Bazen bu yan yana üç noktanın ağırlığı çöküyor üstüme...ne kadar silkelensem de kalkmıyor külfeti...hani eskiden harp zamanlarında kağnı arabaları iki öküzle çekerdi arkasından, ağır adımlarla topları...tüfekleri...yorgun insanları...öyle bitkin ve de yorgunum işte...arkamdan sürükleyip getirdiğim milyonlarca şey var...onların arasında nokta gibi küçük bi yer kaplayınca ezilip büzülüyor büsbütün kalbim...üstüne yumoş’u döksem kalbim azıcık yumuşar mı anne¿..keşke yaralarınızı saracak gücüm olsaydı...keşke size yağan o kurşunlar, benim üstüme boşalsaydı...şu dünyada kibrit çöpü kadar yer kapladıktan sonra; dünyanın yuvarlak oluşunu savunanlara seslenmek istiyorum burdan...attığınız her karış adımın hesabı sorulup, günbegün mezar çukurlarıyla dolup taşacak oluşunun, üzüntüden başka kimseye bi faydası dokunmayacağını nasıl anlatabilirim size¿..ere gula min!..varsaydı dünya tepsi gibi dümdüz olsaydı...ondan sonra yüreğimizin çorak yerlerini tırpanla dövüp biçseler de kabulümüzdü...ama böyle değil!..böyle değil!..bu şekilde hiç değil!..

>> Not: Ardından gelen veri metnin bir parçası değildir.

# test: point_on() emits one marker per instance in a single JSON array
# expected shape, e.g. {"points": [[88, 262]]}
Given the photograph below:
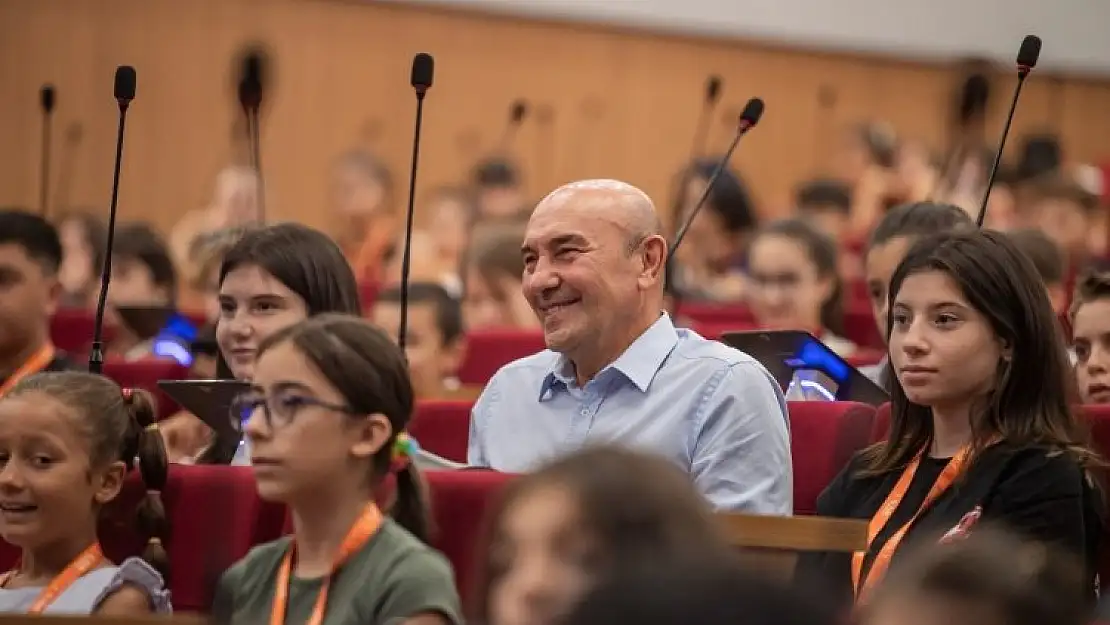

merhaba...benim adım kuduran öfke...dünyadan daha yeni döndüm...hâlâ bir yüzü karanlıktaydı mösyö...siz uyuyordunuz ve cilveli bayanlarla yatağınızı bölüşüyordunuz şaibeli saatlerde...aynasızın teki sizi o tekinsiz halde görseydi; sıkıntıdan yalnız se(k)sinizi kayıtlara geçirirdi hiç vakit kaybetmeden...sokakta inim inim anası ağlarken milletin, sizin gündüz vakti düzgün bir bacak, dolgun bi göğüs karşısında salya-sümük oto.stop çekmeniz de bi şey mi¿..size söylüyorum bayım! siz de bakmayın benim böyle bozuk şiveyle konuştuğuma...gırtlağıma kadar borca-harca dayatınca sözcükler ~ki öyle biraz~, arada bir açıyorum fermuarlı ağzımı...fırlatıyorum yüzünüze namlunun ucundan sarkan cesetlerimi...dokunsanız yok yere bin ah işitecek küflü kulaklarınız...baksanıza morgların bile eli-kolu bağlanmış...nereye yetişeceğini bilmiyorlar...cemile’yi annesi kaç gün derin dondurucuda saklamıştı mösyö?¿..çaresiz bir annenin...acılı bir annenin çocuğunu kucaklayıp, cansız ama daha sıcak bedenini eve getirişini ve yerde buz parçalarıyla soğutmaya çalışmasını, yorgana sarılı çocuğuna kendi imkanlarıyla evini morga çevirme gayretini bi anlayın...anlayın artık çocuğunu koynunda yatırıp, yüreğinin lime lime edilişini!..hani biri söylemişti ya: "artık size çocuklara güzel bir dünya bırakın demiyorum, dünyada çocuk bırakın yeter!"..yani siz şimdi diyosunuz ki artık eve buzdolabı alırken, derin donduruculara sığıp sığmayacağımızı önceden içine girip saçma sapan bi teste tabi tutularak alalım öyle mi?¿..yani siz şimdi beyaz bayraklarla sokakta cenazesini sırtında taşımak zorunda kalan insanların ``acısını görmez, lafını etmezsen bunların hiçbirine gerek kalmazdı`` diyorsunuz öyle mi?..haklısınız mösyö!..size hiçbiri diye hitap edemeyeceğim kadar bu dünyada sürgünsünüz!..öyle eliniz-kolunuz bağlı...o derecede zincirlere vurulmuş yüreğiniz...sağa-sola kıpırdama özgürlüğünden dahi yoksunsunuz...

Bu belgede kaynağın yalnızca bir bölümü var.